Asda has announced that its chief operating officer Roger Burnley will take the helm as president and chief executive in the new year.
Burnley, who is also the current deputy chief executive, will succeed Sean Clarke who will resign at the end of this year.
Burnley’s promotion to the top job will be effective from January 1.
While Clarke has only been in his role since July last year, the Big 4 grocer’s US parent company, Walmart, said it had a long-standing plan to Burnley to be chief executive after he rejoined Asda 12 months ago.
“Roger was purposefully brought back to Asda to partner with Sean ahead of the transition to Roger taking up the position of CEO,” Walmart International chief executive Dave Cheesewright said.
“He and Sean have worked as a great team and I’m really confident in Roger’s ability to continue building upon our returning momentum.”
Burnley’s previous stint with Asda was between 1996 and 2002, when he was supply chain director.
Cheesewright said Clarke would “remain engaged” with Walmart once he steps down from Asda, as well as take “some time out”.
Price cuts and store improvements recently helped Asda achieve its first rise in quarterly like-for-like sales in three years.
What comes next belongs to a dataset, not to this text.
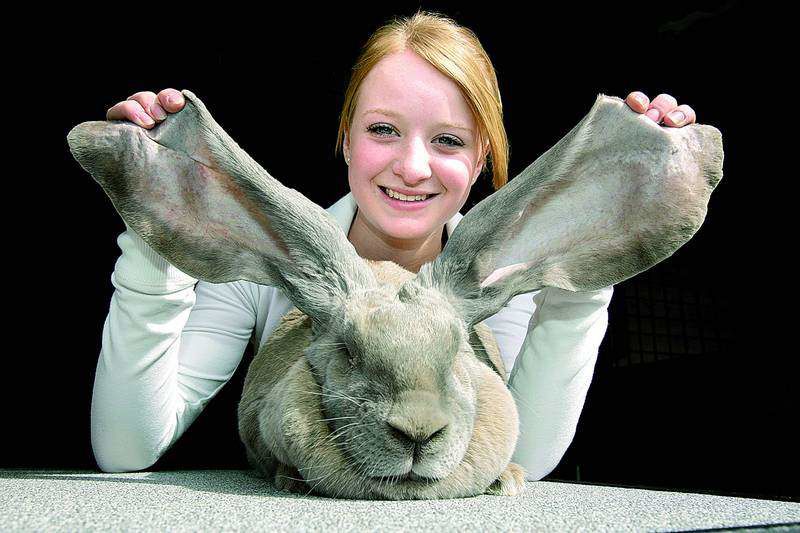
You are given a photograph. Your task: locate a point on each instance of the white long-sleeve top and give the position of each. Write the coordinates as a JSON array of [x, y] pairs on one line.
[[171, 342]]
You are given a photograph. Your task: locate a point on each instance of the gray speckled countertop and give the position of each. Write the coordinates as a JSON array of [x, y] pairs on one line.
[[234, 500]]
Despite ending a slump that lasted 11 consecutive quarters, the Big 4 grocer was still seeking to cut costs – which includes hundreds of redundancies and scores of store closures announced in September.
The retailer has struggled to keep its head above water amid increasing pressure from discounters Aldi and Lidl and larger rivals solidifying their offering with convenience and supplier acquisitions.
A return to shop price inflation following the fall in the pound and the appointment of Clarke last year have so far shown marginal signs of improvement for Asda, and analysts expect this trend to continue.
Full year results for 2016 filed at Companies House revealed it was the weakest of the Big 4 in the UK’s supermarket wars, with a sales drop 3.2 per cent to £21.7 billion and pre-tax profits slumping by almost 19 per cent to £791.7 million.
In its second quarter of the current year, the supermarket posted a return a growth with a 1.8 per cent rise in like-for-like sales.